We are all Keano, these days. Entrapped by the laws, by VAR, but mainly by a universe where players routinely ‘seek to draw contact’. It may just be an extension of the whole truth-void phenomenon. Trump lost, Truss was let down and Dido Harding was all over everything in a good way. It’s both obscene and o-kaaay.

Paquetà has no other thought than to adjust his feet & body so as to maximise the chance of drawing *any contact whatsoever*, at which point the centrifugal whirligig-thing kicks in, and propels him into the next county. Even live you could see that the defender, fearing his own potential misjudgement, withdraws everything withdrawable, to try to prevent the slightest of touches. He probably or possibly fails. VAR and Keane think it’s a penalty and perhaps it is. But it’s also an obvious travesty.
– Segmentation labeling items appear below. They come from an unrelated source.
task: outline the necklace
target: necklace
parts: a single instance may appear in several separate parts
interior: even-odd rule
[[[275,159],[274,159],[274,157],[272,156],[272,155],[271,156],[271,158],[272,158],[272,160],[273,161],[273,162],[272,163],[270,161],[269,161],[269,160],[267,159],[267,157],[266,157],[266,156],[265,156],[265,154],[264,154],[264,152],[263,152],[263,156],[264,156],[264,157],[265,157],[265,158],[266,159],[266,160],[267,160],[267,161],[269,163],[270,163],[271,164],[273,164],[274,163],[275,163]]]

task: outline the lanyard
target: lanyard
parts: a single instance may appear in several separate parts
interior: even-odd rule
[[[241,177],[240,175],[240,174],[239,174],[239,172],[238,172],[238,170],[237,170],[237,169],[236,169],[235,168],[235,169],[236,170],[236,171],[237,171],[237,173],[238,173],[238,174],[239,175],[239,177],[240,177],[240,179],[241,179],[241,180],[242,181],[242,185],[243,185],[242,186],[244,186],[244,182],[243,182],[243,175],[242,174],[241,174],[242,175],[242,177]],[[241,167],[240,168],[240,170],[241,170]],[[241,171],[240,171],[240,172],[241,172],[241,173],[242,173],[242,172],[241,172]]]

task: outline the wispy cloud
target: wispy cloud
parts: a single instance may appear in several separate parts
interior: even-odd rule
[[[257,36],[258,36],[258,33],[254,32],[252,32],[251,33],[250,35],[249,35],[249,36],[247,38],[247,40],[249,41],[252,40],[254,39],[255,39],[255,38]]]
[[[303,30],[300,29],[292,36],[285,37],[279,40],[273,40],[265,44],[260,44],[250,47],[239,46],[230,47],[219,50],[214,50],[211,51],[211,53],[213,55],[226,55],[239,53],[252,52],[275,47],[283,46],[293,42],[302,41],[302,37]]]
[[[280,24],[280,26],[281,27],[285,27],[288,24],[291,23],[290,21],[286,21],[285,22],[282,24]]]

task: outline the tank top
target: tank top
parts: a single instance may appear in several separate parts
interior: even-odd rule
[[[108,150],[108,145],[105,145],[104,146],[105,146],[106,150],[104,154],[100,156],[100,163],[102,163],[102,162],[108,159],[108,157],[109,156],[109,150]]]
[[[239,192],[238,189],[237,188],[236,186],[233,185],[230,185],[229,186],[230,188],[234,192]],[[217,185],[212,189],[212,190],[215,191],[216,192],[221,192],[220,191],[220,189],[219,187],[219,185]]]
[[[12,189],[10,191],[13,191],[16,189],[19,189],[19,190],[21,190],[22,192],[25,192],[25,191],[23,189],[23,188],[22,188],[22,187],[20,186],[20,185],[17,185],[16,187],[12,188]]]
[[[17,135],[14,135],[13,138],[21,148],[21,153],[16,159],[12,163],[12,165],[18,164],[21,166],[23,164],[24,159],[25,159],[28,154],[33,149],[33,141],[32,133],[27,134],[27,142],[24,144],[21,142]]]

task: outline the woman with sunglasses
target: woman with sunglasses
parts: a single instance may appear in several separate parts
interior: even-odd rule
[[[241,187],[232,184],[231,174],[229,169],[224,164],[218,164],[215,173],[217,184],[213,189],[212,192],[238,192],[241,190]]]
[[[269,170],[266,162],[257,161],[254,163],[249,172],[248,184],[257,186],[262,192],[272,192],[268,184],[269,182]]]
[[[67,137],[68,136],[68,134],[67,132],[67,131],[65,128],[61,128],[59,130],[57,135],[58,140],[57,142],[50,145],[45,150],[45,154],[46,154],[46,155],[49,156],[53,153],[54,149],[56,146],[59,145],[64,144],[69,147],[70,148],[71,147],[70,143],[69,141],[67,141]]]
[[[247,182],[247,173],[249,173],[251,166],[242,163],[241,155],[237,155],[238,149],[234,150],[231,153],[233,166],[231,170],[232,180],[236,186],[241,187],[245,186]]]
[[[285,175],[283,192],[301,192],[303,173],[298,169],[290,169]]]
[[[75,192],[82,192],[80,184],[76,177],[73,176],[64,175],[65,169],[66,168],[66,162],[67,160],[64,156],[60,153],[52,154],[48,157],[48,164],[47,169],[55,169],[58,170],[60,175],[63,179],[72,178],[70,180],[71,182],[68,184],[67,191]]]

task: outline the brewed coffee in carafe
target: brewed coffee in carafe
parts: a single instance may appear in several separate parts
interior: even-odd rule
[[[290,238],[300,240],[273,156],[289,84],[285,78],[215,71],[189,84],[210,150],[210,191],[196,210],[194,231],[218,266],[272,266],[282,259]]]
Can anything be done/should anything be done, about this? Does it matter?
It would seem my appallingly pro-decency view of this is an outlier. But what the hell. I still think that there could and maybe should be some accounting for cheating or deception or cynicism; ideally calibrated to work against its most offensive forms. I do not accept, friends, that it’s okay to set out to (for example) get a penalty. However laughably out-of-touch it may seem, in the face of relentless acquiescence around behaviours that may be lawful but patently awful, I advocate a fightback. Note the cheating – log it and/or tot it up. Significantly publicise the results: in short, call out these Clever Clever People.

Fans know who the cheats are, or what cheating is – even if their tribalism excuses the naughtiness from their players in the moment. Keane knows exactly what Paquetta has done but thinks that the defender was clumsy in the miliseconds before and probably made contact, despite trying not to. Therefore he goes along with the decision. Simultaneously, he think it reeks… and I can live that… because these things are complex.

There’s an acceptance by some that strikers are entitled to seek contact even if they move arms/feet/legs ‘un-naturally’ to achieve it. Others – like me – think both the idea of that entitlement and the practise of engineering contact are shit. A player’s intention can of course be open to interpretation: it’s therefore ver-ry tough to prove that Kane or Zaha faked or dived, but this can be accounted for by intelligent witness and by noting or scoring the transgressions skilfully. So for example Paquetà gets a debit mark for ‘seeking and adjusting to attract contact and obvious exaggeration, with dive’. Or similar. The heaviest and most heinous examples of whatever kind of crap get the strongest response… from our unashamedly Moral Authorities.

In my happier daydreams stuff like this really happens. Weekly reports are drafted and a league table of scheissters produced. There are even penalties – I mean real ones! Not financial, obvs, they mean nothing. Games missed and a certain level of public humiliation. A calling-out.

You with me? 🤨

*Wonders aloud*: would the Premier League pay me & a couple of others to grade matches for Sporting Behaviour (or whatever they wanted to call it?) A wee panel, covering every game; noting miscreants.